VLAN Sub-Interface Creation from Radius

simulator radius server 10.0.1.2
Subscriber profiles for creating sub interfaces
user-name prefix Ethernet0/0:12 subscriber 26
user-name prefix Ethernet0/0:11 subscriber 25
user-name prefix Ethernet0/0:10 subscriber 24
Subscriber profile 24 25 26 are defined for creating virtual interface
simulator radius subscriber 24
vsa cisco generic 1 string "vlan-auto-config=1"
vsa cisco generic 1 string "vac-service-info=PROFILE1(vlan=10; ip=1.1.1.1)"
!
simulator radius subscriber 25
vsa cisco generic 1 string "vlan-auto-config=1"
vsa cisco generic 1 string "vac-service-info=PROFILE1(vlan=11;ip=2.2.2.2)"
!
simulator radius subscriber 26
vsa cisco generic 1 string "vlan-auto-config=1"
vsa cisco generic 1 string "vac-service-info=PROFILE1(vlan=12;ip=3.3.3.3)"
!

VLAN Sub-Interface Deletion from Radius

Simulator radius subscriber 101
vsa cisco generic 1 string "vlan-auto-config=1"
vsa cisco generic 1 string "vac-subinterface-id=10"
vsa cisco generic 1 string "subscriber:command=vlan-autoconfig-delete"
attribute 87 string "Ethernet0/0"
!
simulator radius subscriber 102
vsa cisco generic 1 string "vlan-auto-config=1"
vsa cisco generic 1 string "vac-subinterface-id=11"
vsa cisco generic 1 string "subscriber:command=vlan-autoconfig-delete"
attribute 87 string "Ethernet0/0"
!
simulator radius subscriber 103
vsa cisco generic 1 string "vlan-auto-config=1"
vsa cisco generic 1 string "vac-subinterface-id=12"
vsa cisco generic 1 string "subscriber:command=vlan-autoconfig-delete"
attribute 87 string "Ethernet0/0“
Push the following subscriber profile from rsim as given below to delete a Sub interface
simulator radius request 1 coa 101
simulator radius request 1 coa 102
simulator radius request 1 coa 103

Additional References for ISG Dynamic VLAN Interface Provisioning

Related Documents

Related Topic

Document Title

Cisco IOS commands

Master Command List, All Releases

ISG commands

ISG Command Reference

Technical Assistance

Description Link

The Cisco Support website provides extensive online resources, including documentation and tools for troubleshooting and resolving technical issues with Cisco products and technologies.

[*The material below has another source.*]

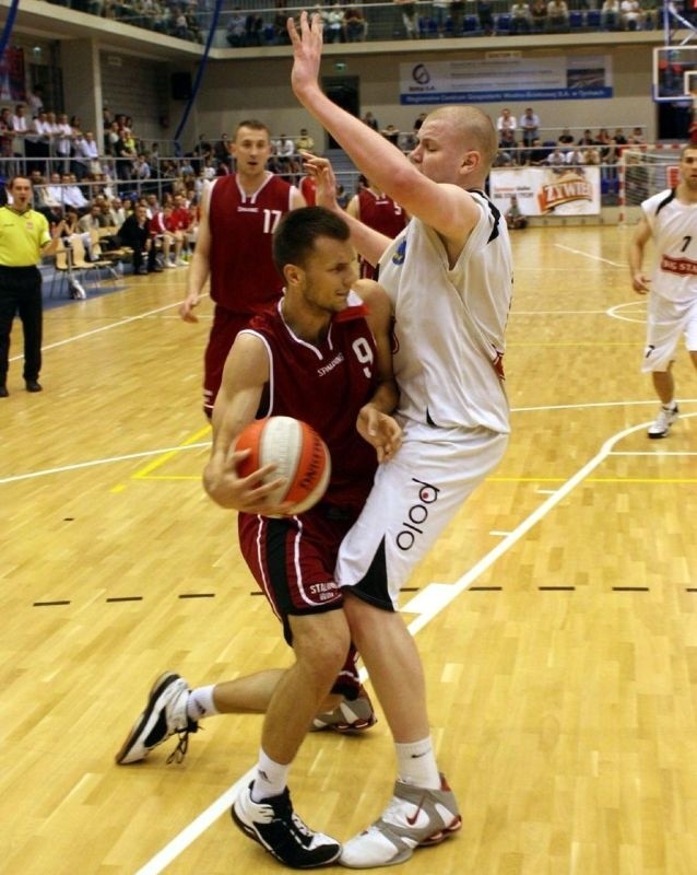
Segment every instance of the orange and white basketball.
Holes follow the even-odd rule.
[[[238,434],[235,450],[251,450],[237,466],[240,477],[275,464],[270,478],[284,477],[287,482],[268,501],[270,505],[292,502],[288,515],[309,511],[327,491],[331,457],[327,444],[307,422],[293,417],[257,419]]]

To receive security and technical information about your products, you can subscribe to various services, such as the Product Alert Tool (accessed from Field Notices), the Cisco Technical Services Newsletter, and Really Simple Syndication (RSS) Feeds.

Access to most tools on the Cisco Support website requires a Cisco.com user ID and password.

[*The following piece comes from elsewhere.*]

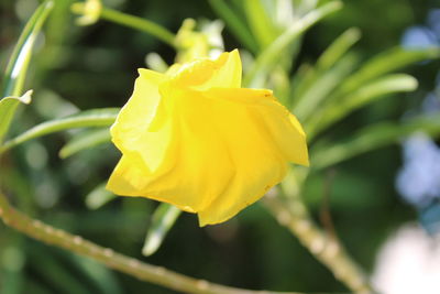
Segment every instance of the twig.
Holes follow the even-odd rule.
[[[300,294],[298,292],[251,291],[215,284],[197,280],[162,266],[141,262],[136,259],[117,253],[110,248],[103,248],[79,236],[70,235],[32,219],[15,210],[7,197],[0,193],[0,217],[6,225],[52,246],[64,248],[80,255],[91,258],[105,265],[135,276],[141,281],[151,282],[184,293],[195,294]]]
[[[287,227],[302,246],[327,265],[334,276],[351,291],[356,294],[376,293],[370,285],[366,275],[349,257],[338,240],[330,238],[315,225],[299,196],[289,197],[287,204],[282,202],[274,193],[267,194],[263,202],[278,222]]]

http:/​/​www.cisco.com/​support

Feature Information for ISG Dynamic VLAN Interface Provisioning

The following table provides release information about the feature or features described in this module. This table lists only the software release that introduced support for a given feature in a given software release train. Unless noted otherwise, subsequent releases of that software release train also support that feature.

Use Cisco Feature Navigator to find information about platform support and Cisco software image support. To access Cisco Feature Navigator, go to www.cisco.com/​go/​cfn. An account on Cisco.com is not required.
Table 1 Feature Information for ISG Dynamic VLAN Provisioning

Feature Name

Releases

Feature Information

ISG Dynamic VLAN Provisioning

The ISG Dynamic VLAN Interface Provisioning feature enables the automatic creation of VLAN interfaces based on the VLAN packet trigger. The VLAN interface configuration is downloaded from the RADIUS server.

The following command was introduced: vlan-autoconfig.